I’ve been thinking for a while about this interesting new meme that is increasingly circulating any time there’s an ad, a video, an article acknowledging the hard work of mothers: The idea that thanking mothers is necessarily putting dads down.
(Moms rule, dads drool?)
This week, on the Cool Mom Picks Facebook page, we shared a wonderfully clever Cardstore.com video salute to “the world’s toughest job” which, well, you can guess who they’re referring to what with Mother’s Day coming up and all. We linked to the video knowing darn well that someone would at some point call out the video for not acknowledging dads, who also work very hard at being dads. And that’s just what happened.
So, yes. Those people are right. Great dads are great dads and deserve to be told as much. When you’ve felt marginalized in any way for a long time, it’s understandable that you become sensitive to any perceived slight and seek to correct it. There is also a marked rise of single fatherhood in this country, and marketers need to acknowledge its existence. Not just for the dads, but for their kids.
I think about this every time I see some damn standardized test prep homework question describing how your mother gives you $1 and asks you to go to the store… and have to wonder what happens when the little boy from Sage’s kindergarten who is being raised only by his terrific father comes across that in a few years. Will he see it for what it’s worth, as a question with a fill-in-the-blank generic character that could easily say “Grandma” or “Tom” or “the weird guy at the aquarium?” Or will it sting for him to read it knowing that he cannot put himself in those shoes?
Feeling left out is a valid emotion. We’ve all been there. But the question for me is, are we confusing not being included with exclusion?
Also, is it so bad to just step back and allow moms, who often feel undervalued and underappreciated and exhausted as a whole, to get a little pat on the back from the world? And beyond that, can’t they just get that pat on the back without someone having to add, “oh and dads? You’re pretty swell too.”
It reminds me very much of how my kids try and play this same game with me.
For example. I’ll tell Sage that I’m so impressed with the book on penguins that she wrote in school. Thalia will overhear it, jump in and ask, “what about me? How was my homework? Did I do a good job too?” I have learned not to say “you’re great too, honey!” all the time.
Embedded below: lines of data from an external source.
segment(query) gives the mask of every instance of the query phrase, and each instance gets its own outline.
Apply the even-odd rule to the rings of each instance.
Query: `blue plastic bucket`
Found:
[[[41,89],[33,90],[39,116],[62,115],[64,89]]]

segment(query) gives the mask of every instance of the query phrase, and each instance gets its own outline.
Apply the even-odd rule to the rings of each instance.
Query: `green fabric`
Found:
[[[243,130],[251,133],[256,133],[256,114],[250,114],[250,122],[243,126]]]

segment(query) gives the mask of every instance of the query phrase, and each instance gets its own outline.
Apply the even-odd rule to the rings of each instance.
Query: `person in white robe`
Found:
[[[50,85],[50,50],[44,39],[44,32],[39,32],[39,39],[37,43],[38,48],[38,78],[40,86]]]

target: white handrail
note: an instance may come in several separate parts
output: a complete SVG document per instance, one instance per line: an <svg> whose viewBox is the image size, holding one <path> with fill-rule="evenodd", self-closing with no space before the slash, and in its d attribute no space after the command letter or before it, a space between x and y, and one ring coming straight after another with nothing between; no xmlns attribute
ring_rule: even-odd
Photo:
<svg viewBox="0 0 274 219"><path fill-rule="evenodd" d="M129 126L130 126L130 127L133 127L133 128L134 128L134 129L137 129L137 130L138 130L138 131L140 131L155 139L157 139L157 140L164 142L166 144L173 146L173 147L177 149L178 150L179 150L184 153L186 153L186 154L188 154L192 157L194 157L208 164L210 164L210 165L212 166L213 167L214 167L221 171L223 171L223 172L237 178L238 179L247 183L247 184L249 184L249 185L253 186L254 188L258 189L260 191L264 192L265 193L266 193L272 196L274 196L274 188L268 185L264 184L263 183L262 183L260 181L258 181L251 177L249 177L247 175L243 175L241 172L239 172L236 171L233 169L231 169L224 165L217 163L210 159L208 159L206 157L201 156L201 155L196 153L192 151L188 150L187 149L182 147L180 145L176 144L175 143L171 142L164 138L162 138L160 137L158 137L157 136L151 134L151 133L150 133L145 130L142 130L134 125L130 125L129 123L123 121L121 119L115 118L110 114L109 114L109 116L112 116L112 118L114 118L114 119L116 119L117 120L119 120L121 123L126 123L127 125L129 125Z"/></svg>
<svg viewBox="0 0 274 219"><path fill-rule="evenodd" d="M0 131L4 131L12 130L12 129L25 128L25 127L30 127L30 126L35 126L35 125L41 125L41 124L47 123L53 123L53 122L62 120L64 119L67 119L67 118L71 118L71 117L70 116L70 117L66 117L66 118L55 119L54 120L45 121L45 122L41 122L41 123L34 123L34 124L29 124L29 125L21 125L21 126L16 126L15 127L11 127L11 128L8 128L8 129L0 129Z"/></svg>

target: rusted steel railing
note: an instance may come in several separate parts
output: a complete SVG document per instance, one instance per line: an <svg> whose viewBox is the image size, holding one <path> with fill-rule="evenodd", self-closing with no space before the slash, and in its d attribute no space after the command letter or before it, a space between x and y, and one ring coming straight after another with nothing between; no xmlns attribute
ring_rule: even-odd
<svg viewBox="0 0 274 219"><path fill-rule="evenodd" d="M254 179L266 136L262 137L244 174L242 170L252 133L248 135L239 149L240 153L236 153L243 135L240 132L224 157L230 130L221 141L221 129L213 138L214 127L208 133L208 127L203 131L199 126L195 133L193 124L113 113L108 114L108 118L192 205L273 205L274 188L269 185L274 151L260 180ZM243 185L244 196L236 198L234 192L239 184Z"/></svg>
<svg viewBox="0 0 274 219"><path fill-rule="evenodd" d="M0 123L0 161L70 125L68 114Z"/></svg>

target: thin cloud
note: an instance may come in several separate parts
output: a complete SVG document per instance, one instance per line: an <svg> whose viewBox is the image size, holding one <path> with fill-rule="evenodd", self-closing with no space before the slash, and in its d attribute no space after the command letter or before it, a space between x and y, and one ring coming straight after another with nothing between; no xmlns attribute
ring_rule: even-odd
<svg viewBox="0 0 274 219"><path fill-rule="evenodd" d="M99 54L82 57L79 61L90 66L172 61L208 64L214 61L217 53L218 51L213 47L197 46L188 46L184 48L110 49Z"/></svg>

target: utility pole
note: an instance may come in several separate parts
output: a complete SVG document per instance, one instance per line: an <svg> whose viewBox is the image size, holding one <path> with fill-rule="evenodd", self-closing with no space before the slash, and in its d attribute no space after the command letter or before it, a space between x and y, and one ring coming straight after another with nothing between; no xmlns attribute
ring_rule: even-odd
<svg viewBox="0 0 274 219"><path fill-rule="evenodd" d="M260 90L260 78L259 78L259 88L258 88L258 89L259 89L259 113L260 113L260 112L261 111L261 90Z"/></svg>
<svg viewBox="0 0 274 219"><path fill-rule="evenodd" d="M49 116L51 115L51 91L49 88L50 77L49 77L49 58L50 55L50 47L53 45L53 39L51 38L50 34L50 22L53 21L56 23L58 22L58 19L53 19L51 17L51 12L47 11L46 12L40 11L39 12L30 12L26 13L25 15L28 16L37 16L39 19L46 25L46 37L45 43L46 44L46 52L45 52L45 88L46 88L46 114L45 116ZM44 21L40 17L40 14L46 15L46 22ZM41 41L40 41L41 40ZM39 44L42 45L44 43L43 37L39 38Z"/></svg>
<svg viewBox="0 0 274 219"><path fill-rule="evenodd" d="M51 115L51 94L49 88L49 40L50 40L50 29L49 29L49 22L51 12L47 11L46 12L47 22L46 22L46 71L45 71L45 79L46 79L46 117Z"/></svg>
But instead, to explain that I love them both and they both do things well, but that I am entitled to compliment one without complimenting the other at every instance.
It doesn’t mean I love any one less or more than the other; just that there are times to give praise, times to receive it, and times to sit back and listen and just feel happy for your sister.
Equity over equality.
(They don’t understand that at all right now, but eh. One day.)
I have been a vocal advocate of positive portrayals of fathers in advertising. I recognize that they too are undervalued and misrepresented in their own way, and I will continue to support more progress towards inclusiveness. But inclusiveness isn’t the same as all-inclusiveness. And that’s where I think we’re starting to go off the rails a bit.
With Mother’s Day coming up. I want to be able to say, “yo, moms! Way to go. Keep it up!” without the fear of criticism that I’m somehow leaving fatherhood out.
Otherwise, where does it end? Are we just going start saying Happy Human’s Day! once a year and leave it at that?
It’s my hope that sometimes we can thank moms for the jobs they do. Other times, we can thank dads for the jobs they do. We can say “Grandmas rock” without Grandpas world over taking up with pitchforks and torches and storming the headquarters of American Greetings. We can say, “Dad you’re the best” and not presume that means that Mom is second best.
And when Father’s Day rolls around in June, I really hope we say just that. Whether or not we’re selling soap or cards or razors, or just saying it because, at that moment, that’s exactly how we feel.